Secondly, a significant enhancement to the methodology is the incorporation of an additional term in the CA’s function, allowing for the modeling of the spatio-temporal distribution of confirmed IR states. This extension enables the models to account for the possibility of confirmed IR emerging in areas that are not part of the immediate neighborhood cells. This is particularly valuable in situations where the spread of IR is not solely determined by neighboring cells but is influenced by the conditions prevailing in specific locations. Thus, the results emphasize that confirmed IR states are highly dependent on the unique conditions of locations, rather than solely on the spread from an initial point. The key driving factors identified through correlation analysis, chi-square tests, and existing literature include insecticide use, agricultural activities, human population density/counts, and environmental factors (temperature, humidity, and precipitation) [15, 17]. Notably, urban and built-up lands, croplands, and cropland/natural vegetation mosaics consistently exhibited higher proportions of confirmed IR compared to other LULC classes. This association can be explained by the increased presence of human populations, intensified agricultural activities, and higher insecticide usage in these areas, all of which contribute to a greater likelihood of confirmed IR. Previous studies have also highlighted the role of urbanization and various agricultural practices, such as rice, cotton, sugarcane, and vegetable farming, in promoting the emergence of IR within malaria vector populations in different regions. These findings underscore the complex interplay of environmental and human-related factors in shaping the dynamics of IR in mosquito vectors, emphasizing the need for region-specific approaches to IR management and control [16, 23,24,25,26].

Our findings also indicate a prevalent resistance among vector to organophosphates in barren land. These areas are often characterized by irrigation practices to facilitate agriculture, as noted in [27]. The agriculture activities in such drylands are susceptible to severe pest infestations, resulting in high use of inorganic pesticides, including organophosphates, to combat these pests [27]. Additionally, the use of organophosphates extends beyond agriculture for the control of a wide range of public health pests across different land use and land cover (LULC) classes [28], Confirmed resistance of malaria vectors to organophosphates in irrigated regions has also been documented [29], suggesting that the extensive application of these chemicals is a likely catalyst for the development of resistance in both targeted and non-targeted insect populations, including vectors. Moreover, the widespread resistance of vectors to pyrethroids and organochlorines has led to an increased reliance on organophosphates and carbamates as alternative control measures. This shift raises concerns about the potential for vectors to develop resistance to these insecticides as well [30], highlighting a cycle of resistance development that could undermine efforts to manage vector populations effectively.

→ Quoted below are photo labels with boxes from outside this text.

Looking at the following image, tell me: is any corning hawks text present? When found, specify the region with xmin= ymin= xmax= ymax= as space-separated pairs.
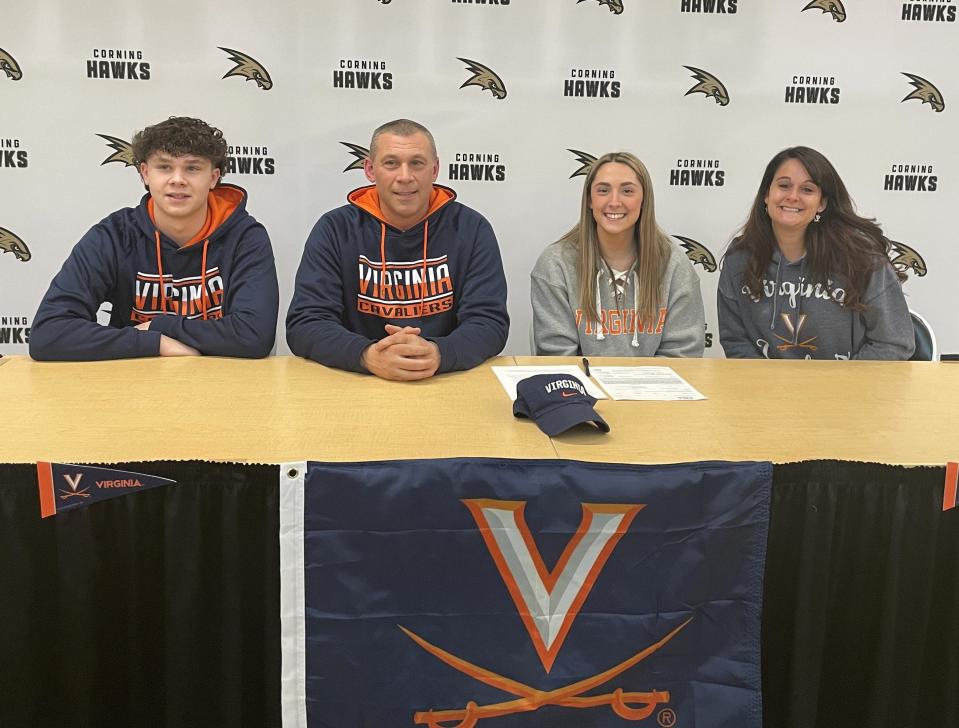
xmin=786 ymin=75 xmax=840 ymax=104
xmin=0 ymin=316 xmax=30 ymax=344
xmin=669 ymin=159 xmax=726 ymax=187
xmin=563 ymin=68 xmax=620 ymax=99
xmin=356 ymin=255 xmax=453 ymax=319
xmin=226 ymin=146 xmax=276 ymax=174
xmin=448 ymin=152 xmax=506 ymax=182
xmin=882 ymin=164 xmax=939 ymax=192
xmin=130 ymin=266 xmax=225 ymax=323
xmin=333 ymin=58 xmax=393 ymax=91
xmin=87 ymin=48 xmax=150 ymax=81
xmin=902 ymin=0 xmax=956 ymax=23
xmin=679 ymin=0 xmax=738 ymax=15
xmin=0 ymin=139 xmax=30 ymax=169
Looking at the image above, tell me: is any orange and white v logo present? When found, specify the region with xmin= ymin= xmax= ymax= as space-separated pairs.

Furthermore, the significant correlation between environmental factors and IR in malaria vectors can be attributed to the ectothermic nature of these vectors. Ectothermic organisms, like malaria vectors, rely heavily on local environmental conditions for their survival and metabolic activities. Hence, it becomes crucial to consider environmental variables when monitoring IR, as they directly impact the vector populations [31]. Temperature plays a vital role in shaping the dynamics of IR in mosquito vectors. Temperature has a significant association with IR because it can regulate enzyme activities and gene expression, thereby influencing the metabolism of insecticides within the malaria vectors [32]. In harsh environmental conditions, the expression of enzymes in insects tends to increase, potentially leading to higher levels of resistance [32]. Previous studies have also demonstrated that mosquito vectors exposed to insecticides tend to have higher levels of enzyme expression [27, 29]. Therefore, temperature can significantly affect the efficacy of insecticides against African malaria vectors [33].

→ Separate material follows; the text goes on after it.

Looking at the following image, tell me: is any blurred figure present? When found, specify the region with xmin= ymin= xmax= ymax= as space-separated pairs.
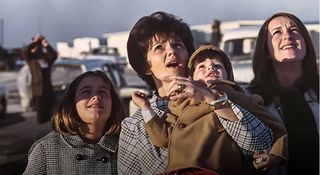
xmin=23 ymin=34 xmax=57 ymax=123
xmin=211 ymin=19 xmax=222 ymax=47
xmin=17 ymin=64 xmax=33 ymax=112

The observed significant association between insecticide usage and confirmed IR across various areas further highlights the role of insecticide pressure in driving IR in mosquito vectors. The intensive use of insecticides for malaria vector control, whether through ITNs or IRS, is a major contributing factor to the development of IR in mosquito populations [34]. The continued application of insecticides exerts selective pressure on the vector populations, favoring the survival and reproduction of individuals with resistance traits. As a result, IR becomes more prevalent within the mosquito vector populations over time. These findings underscore the importance of sustainable and strategic insecticide use in malaria control programs to mitigate the development of IR and ensure the continued effectiveness of vector control interventions.

While our model incorporated various factors associated with IR occurrence, there were factors, such as oil spillage, specific agricultural insecticide usage, and their concentration levels, that were not included due to data unavailability [35]. Because such IR driving factors vary in space and time, we believe that their inclusion could have further enhanced the robustness of the CA model in predicting IR dynamics. These additional variables, if considered, might have provided more comprehensive insights into the mechanisms driving IR in malaria vectors.

It is important to note that the data available for IR in the earlier years may not be as accurate and detailed as contemporary data, primarily due to differences in data collection methodologies, reporting, and geo-referencing. This potentially leads to discrepancy in data quality. However, in the recent years, advances in technology and improved surveillance systems, and standardization procedures of conducting susceptibility tests have led to more accurate and precise data. This discrepancy in data quality could partially explain instances where the model achieved lower accuracy scores.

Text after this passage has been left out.